Jacques Mandelbaum, Le Monde, 16.01.2007

 

Nuri Bilge Ceylan est né en Turquie en 1959. Il a étudié la réalisation à l'université Mimar Siman d'Istanbul et pratique aussi la photographie. Tous ses films ont été sélectionnés dans des festivals internationaux : ses deux premiers longs métrages, Kasaba (1997) et Nuages de mai (1999) à Berlin ; son premier court métrage, Koza (1995), et ses deux derniers longs métrages, Uzak (2003) et Les Climats (2006) à Cannes.

Tous vos films ont une forte empreinte autobiographique. Mais c'est la première fois que vous interprétez vous-même le rôle principal. Pourquoi ?
Cela faisait longtemps que je voulais consacrer un film à la relation entre un homme et une femme. J'ai été marié deux fois, j'ai vécu des choses douloureuses. En discutant avec ma femme, l'idée nous est venue d'interpréter nous-mêmes ce couple. Personnellement, je ne l'aurais jamais fait si j'avais pensé que je ne correspondais pas à ce rôle. J'en avais l'intuition profonde et c'était difficile de demander à des acteurs de reproduire cette expérience, de simuler un état de confusion mentale comme celui-ci. Mais je crois que je ne recommencerai jamais, c'est trop épuisant d'être à la fois derrière et devant la caméra. J'ai eu l'impression, comme metteur en scène, de perdre trop de maîtrise.


Votre femme a-telle accepté ce rôle sans difficulté ?
Elle a été immédiatement d'accord. Nous étions partis en week-end, l'idée nous est venue à midi, et nous sommes immédiatement descendus à la plage pour improviser devant la caméra que j'avais posée sur un pied. C'était ce qui allait devenir l'une des premières scènes du film. Nous nous sommes trouvés plutôt bons. Ce n'est qu'après que nous nous sommes mis à écrire le scénario, qui à son tour a changé au fur et à mesure du tournage.


Cette idée ne vous a-t-elle pas paru dangereuse pour votre couple ?
D'abord, ce n'est pas un film autobiographique, c'est une véritable fiction que nous interprétons. Ensuite, nous formons un couple qui ne s'effarouche pas de la noirceur de la vie.
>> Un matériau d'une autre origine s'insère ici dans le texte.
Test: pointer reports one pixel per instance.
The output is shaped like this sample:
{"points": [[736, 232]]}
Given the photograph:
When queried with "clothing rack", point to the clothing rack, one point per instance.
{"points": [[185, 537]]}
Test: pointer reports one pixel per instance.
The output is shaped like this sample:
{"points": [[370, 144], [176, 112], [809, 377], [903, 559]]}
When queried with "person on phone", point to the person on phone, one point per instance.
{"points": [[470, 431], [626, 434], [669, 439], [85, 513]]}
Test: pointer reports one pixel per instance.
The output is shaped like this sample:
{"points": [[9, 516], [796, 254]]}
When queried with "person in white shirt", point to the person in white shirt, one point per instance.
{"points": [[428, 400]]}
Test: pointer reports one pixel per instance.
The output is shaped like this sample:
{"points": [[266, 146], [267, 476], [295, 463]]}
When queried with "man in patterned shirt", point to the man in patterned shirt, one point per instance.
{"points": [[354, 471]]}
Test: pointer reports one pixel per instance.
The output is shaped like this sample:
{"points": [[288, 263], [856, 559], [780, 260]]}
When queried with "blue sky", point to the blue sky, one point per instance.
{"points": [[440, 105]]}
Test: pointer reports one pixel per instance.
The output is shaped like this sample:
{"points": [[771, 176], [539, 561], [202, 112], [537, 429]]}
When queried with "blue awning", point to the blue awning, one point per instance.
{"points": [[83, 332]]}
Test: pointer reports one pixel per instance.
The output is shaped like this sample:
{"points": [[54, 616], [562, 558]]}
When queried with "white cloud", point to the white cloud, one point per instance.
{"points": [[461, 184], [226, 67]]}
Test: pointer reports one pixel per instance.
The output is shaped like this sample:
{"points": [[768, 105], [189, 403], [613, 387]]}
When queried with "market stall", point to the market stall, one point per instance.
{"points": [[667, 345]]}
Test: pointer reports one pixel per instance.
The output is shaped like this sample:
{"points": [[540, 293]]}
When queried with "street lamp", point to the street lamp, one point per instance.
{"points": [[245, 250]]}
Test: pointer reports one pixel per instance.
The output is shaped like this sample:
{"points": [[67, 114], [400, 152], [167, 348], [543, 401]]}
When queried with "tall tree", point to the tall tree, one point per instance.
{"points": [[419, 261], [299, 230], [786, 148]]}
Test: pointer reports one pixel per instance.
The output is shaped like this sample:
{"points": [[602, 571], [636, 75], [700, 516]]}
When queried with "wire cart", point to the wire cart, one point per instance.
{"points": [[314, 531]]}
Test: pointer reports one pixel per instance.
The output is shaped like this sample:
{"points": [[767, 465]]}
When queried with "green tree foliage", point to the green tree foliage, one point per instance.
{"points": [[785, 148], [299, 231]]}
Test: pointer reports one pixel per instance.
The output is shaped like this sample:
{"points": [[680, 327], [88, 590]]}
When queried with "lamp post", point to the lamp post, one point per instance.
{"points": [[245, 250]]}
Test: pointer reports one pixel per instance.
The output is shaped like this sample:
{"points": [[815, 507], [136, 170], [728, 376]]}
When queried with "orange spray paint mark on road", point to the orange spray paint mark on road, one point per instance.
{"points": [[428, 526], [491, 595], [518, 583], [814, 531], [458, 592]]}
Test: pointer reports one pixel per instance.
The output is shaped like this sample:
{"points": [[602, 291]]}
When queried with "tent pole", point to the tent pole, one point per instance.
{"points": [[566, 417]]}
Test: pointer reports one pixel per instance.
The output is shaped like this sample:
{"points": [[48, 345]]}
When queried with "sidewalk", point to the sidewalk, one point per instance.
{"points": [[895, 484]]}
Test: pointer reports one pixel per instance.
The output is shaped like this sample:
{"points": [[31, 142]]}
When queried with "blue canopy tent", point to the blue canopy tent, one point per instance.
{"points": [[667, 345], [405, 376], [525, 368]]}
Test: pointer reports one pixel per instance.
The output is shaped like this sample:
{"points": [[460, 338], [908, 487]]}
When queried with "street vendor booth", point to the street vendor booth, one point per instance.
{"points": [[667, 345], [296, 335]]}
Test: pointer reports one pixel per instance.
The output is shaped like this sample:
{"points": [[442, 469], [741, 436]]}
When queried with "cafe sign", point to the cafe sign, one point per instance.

Pourquoi le choix de tourner avec une caméra numérique ?
Cette technologie est enfin arrivée à un niveau satisfaisant en matière de définition et de précision, y compris dans la profondeur de champ. Elle permet aussi une liberté d'expérimentation qu'on ne peut se permettre avec de la pellicule, depuis le nombre illimité de prises jusqu'à la possibilité de voir le résultat immédiatement.
C'est très important pour moi, car cela permet de régler l'image selon son désir, aussi facilement qu'un peintre le ferait avec sa toile. Cela signifie que le format film est mort, en tout cas pour moi.